# Where to buy water-based screen printing ink?



## Vtec44 (Apr 24, 2006)

I'm having a hard time looking for a water-based ink vendor. Most of the places I found only carry plastisol. Can any of you point me to a place online where I can purchase water-based screen printing ink? Thanks!!!


----------



## Rodney (Nov 3, 2004)

I think you can get them from StandardScreen.com

From their homepage:



standardscreen.com said:


> Screen printing supplies including Holdens Emulsions, Degreasers, Reclaimers, Haze Removers, Plastisol Inks, Water Based Inks, Air Brush Inks, Stretched Frames, Squeegees, and a host of other silk screen supplies.


----------



## JeridHill (Feb 8, 2006)

I buy from One Stop. I just purchased some today and the quart of Black was under $10 (Union Ink). They have a catalyst you would add to the ink in order to make it air dry.

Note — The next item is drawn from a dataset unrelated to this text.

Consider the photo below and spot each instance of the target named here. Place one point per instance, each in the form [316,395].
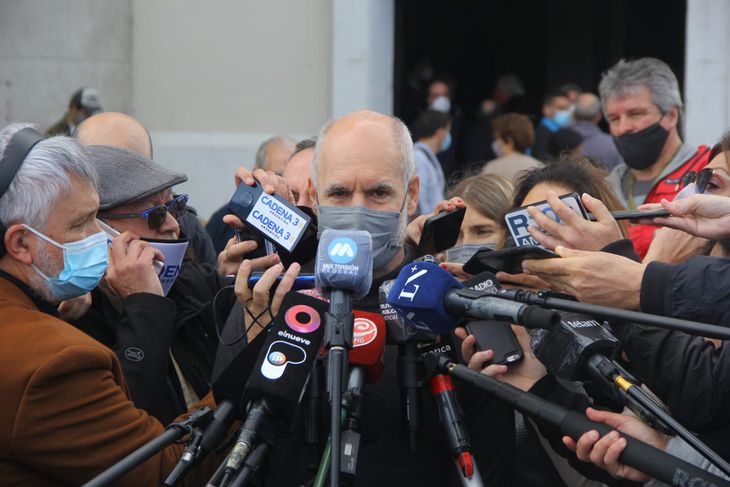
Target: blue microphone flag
[418,294]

The catalyst comes with it.


----------



## jwalk2515 (Apr 22, 2010)

Silk Screening Supplies .com, Screen Printing Equipment, Silk Screen Printing Kits has a complete waterbased line too


----------



## Kime (Aug 1, 2008)

You can get Permaset ink at

Permaset Aqua Supercover Inks - Water Based Screen Printing Inks


----------



## PatFinn (Jan 13, 2010)

use matsui and go to their website to find your closest distributer.. permaset is very $$$$. and it dries.. matsui is very easy


----------



## Nomadic (Oct 11, 2007)

PatFinn said:


> use matsui and go to their website to find your closest distributer.. permaset is very $$$$. and it dries.. matsui is very easy


Try Armadillo Art. Should be cheaper than Matsui. If printing on darks try out the supercover inks. Nothing else like it on the waterbased market for opacity on darks.


----------



## Casualtee (Apr 16, 2008)

Check out Westixonline.com for Matsui inks.


----------